Amazingly, a professor at the University of Chicago’s law school wrote this in the New Republic, and he’s serious. Yet he cites not a single clause from the Constitution, not a single phrase, to support his…thesis.
Eric Posner wrote, among other things,
Would President Barack Obama, by refusing to enforce the immigration laws against millions of undocumented immigrants, be engaging in “domestic Caesarism,” as Ross Douthat charges [in a New York Times op-ed]?
…if he chooses not to enforce immigration laws against “up to half the country’s population of illegal immigrants,” as Douthat claims, the president wouldn’t be doing anything different from what his predecessors have done (or rather, not done).
There’s that Progressive morality, again. The rightness or wrongness of a behavior isn’t at all inherent in the behavior. No, the behavior’s morality is determined solely by whether someone else did it first or is doing it also.
And
The president cannot suspend or change the law: when he leaves office, the law will remain the same as it was, and the next president will be free to enforce it or not.
No, no president, nor Obama nor any “next president,” is free to not enforce the law (nor has any past president been, although past ones have been guilty of this, also; Posner is right on this much). Here’s what Article II, Section 3, has to say on the matter:
he shall take Care that the Laws be faithfully executed
Full stop. There’s nothing in there about taking Care if he feels like it or taking Care not to faithfully execute.
And
The executive branch spends a lot of time not enforcing laws. Congress has illegalized an enormous amount of activity without giving the president the resources to enforce the laws, so the executive has no choice but to make a list of priorities and devote its attention to law violations that, in its opinion, are the most serious.
with
Nearly all of this non-enforcement takes place with implicit congressional acquiescence….
This merely means Congress may be failing its tasks, too (“may be:” Congress has no obligation to allocate money to be spent in amounts a president might demand. A case can be made, in fact, that Congress allocates too much as it is); it in no way legitimizes Presidential lawlessness. Certainly, a lack of resources does increase the difficulty for a President. However, the difficulty in no way legitimizes choosing not to enforce.
This is, also, a straw man. This President also chooses not to enforce laws for which he has the resources: the Business Mandate and the Individual Mandate of the ACA; border security; delivery of subpoenaed documents to the Congress that subpoenaed them, including Benghazi, Fast and Furious, the IRS; refusing to comply with Congressional oversight; the list runs on.
Then there’s this:
People like Douthat wrongly think that separation of powers means that the president must do what Congress decides. That’s not the principle of separation of powers….
This is another straw man.
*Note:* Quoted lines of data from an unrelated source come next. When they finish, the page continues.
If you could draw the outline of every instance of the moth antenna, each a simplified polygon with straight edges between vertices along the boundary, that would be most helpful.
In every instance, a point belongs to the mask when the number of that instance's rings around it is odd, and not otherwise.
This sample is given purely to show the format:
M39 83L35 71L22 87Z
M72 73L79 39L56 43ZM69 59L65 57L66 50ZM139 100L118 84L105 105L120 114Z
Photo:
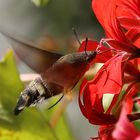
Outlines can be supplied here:
M78 34L77 34L77 32L76 32L76 30L75 30L74 27L72 28L72 31L73 31L73 33L74 33L74 35L75 35L75 37L76 37L76 40L77 40L78 43L81 45L81 42L80 42L79 37L78 37Z
M63 97L64 97L64 94L60 97L60 99L58 99L58 101L56 103L54 103L52 106L50 106L48 108L48 110L51 109L51 108L53 108L55 105L57 105L62 100Z

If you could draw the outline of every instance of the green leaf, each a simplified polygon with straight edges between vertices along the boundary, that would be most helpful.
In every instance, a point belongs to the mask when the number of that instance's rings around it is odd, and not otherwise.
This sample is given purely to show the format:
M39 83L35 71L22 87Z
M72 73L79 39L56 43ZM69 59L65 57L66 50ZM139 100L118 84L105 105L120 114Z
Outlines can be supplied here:
M55 128L50 127L49 118L55 110L41 112L28 108L19 116L13 115L23 88L13 52L9 51L0 62L0 140L72 140L64 115Z
M47 6L49 0L32 0L36 6Z

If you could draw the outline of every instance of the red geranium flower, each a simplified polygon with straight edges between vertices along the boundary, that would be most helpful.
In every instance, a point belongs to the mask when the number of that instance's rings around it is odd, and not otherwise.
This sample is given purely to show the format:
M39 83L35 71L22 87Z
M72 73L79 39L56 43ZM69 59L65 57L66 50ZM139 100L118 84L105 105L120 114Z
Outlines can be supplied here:
M128 0L129 4L130 1L135 2L134 0ZM120 3L125 5L127 2L123 3L123 0L121 0ZM95 15L106 33L106 39L103 41L110 48L116 49L116 52L111 58L106 59L93 80L83 81L79 94L80 109L90 123L101 125L99 137L102 140L113 139L112 131L119 118L124 101L129 103L128 116L131 119L133 118L130 115L133 102L129 99L132 99L132 96L137 93L136 91L139 90L137 85L140 83L139 61L137 59L140 57L140 43L138 42L140 29L135 26L135 28L127 31L123 30L121 20L116 17L116 8L120 3L119 0L117 3L116 0L92 1ZM120 17L119 14L118 16ZM122 87L126 83L128 87L123 94L121 93ZM103 96L106 93L114 95L107 111L103 107Z

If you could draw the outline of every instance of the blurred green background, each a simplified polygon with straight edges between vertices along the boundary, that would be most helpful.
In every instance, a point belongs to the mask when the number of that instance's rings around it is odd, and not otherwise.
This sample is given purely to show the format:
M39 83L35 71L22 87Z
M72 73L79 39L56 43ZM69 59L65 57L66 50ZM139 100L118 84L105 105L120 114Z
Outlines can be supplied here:
M78 42L72 27L80 40L101 38L103 30L90 0L0 0L0 29L48 50L63 54L76 51ZM22 62L17 65L8 49L10 43L1 34L0 42L0 140L86 140L97 134L97 129L82 116L76 97L66 105L53 128L49 122L63 104L45 111L27 109L15 117L12 111L24 88L19 74L33 71Z

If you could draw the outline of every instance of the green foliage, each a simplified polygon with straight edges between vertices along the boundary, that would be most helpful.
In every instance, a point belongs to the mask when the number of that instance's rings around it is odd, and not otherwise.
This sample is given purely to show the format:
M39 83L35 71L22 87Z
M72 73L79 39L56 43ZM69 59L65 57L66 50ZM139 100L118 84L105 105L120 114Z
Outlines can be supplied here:
M50 127L49 118L54 109L41 112L30 108L19 116L13 115L16 100L23 88L13 53L9 51L0 62L0 140L71 140L64 115L54 129Z
M32 0L36 6L47 6L49 0Z

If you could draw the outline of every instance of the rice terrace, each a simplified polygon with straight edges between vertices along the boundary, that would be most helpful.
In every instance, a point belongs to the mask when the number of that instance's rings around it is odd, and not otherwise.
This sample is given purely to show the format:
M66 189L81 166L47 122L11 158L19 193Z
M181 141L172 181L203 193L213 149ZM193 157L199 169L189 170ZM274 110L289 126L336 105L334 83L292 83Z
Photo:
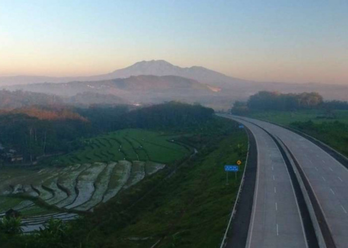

The Constitution gave the President executive power for the purpose, among others, to take Care that the Laws be faithfully executed, not to choose among them to enforce only those convenient to him. In this guise, the President must, indeed, do what Congress decides: he must enforce the laws that they pass—and that become actual law when he signs the bill and thereby enacts it, or when they pass it again, over his veto. To do otherwise is the principle of Executive supremacy, embodied in monarchies like an earlier Britain’s, against which we rebelled some years ago.
And this:
If Congress cannot pass any laws because of gridlock, then it has violated its obligations under the Constitution, and accordingly the president has the right to use his enforcement powers to implement policies that serve the public interest.
Of course, a President has no such right. There’s that pesky Art II, Sect 3 clause, after all, which also contains no syllable of authorization for a President to create “law” on which he might then presume to act. Further, in the entirety of that second Article of our Constitution, there’s no such “right,” or power, or authority identified.
Above all that, the President has no authority to decide what “policies…serve the public interest.” That’s the province of We the People, who are the public, and we make those determinations through our elected representatives in the Congress.
Posner’s piece goes on, but you get the idea.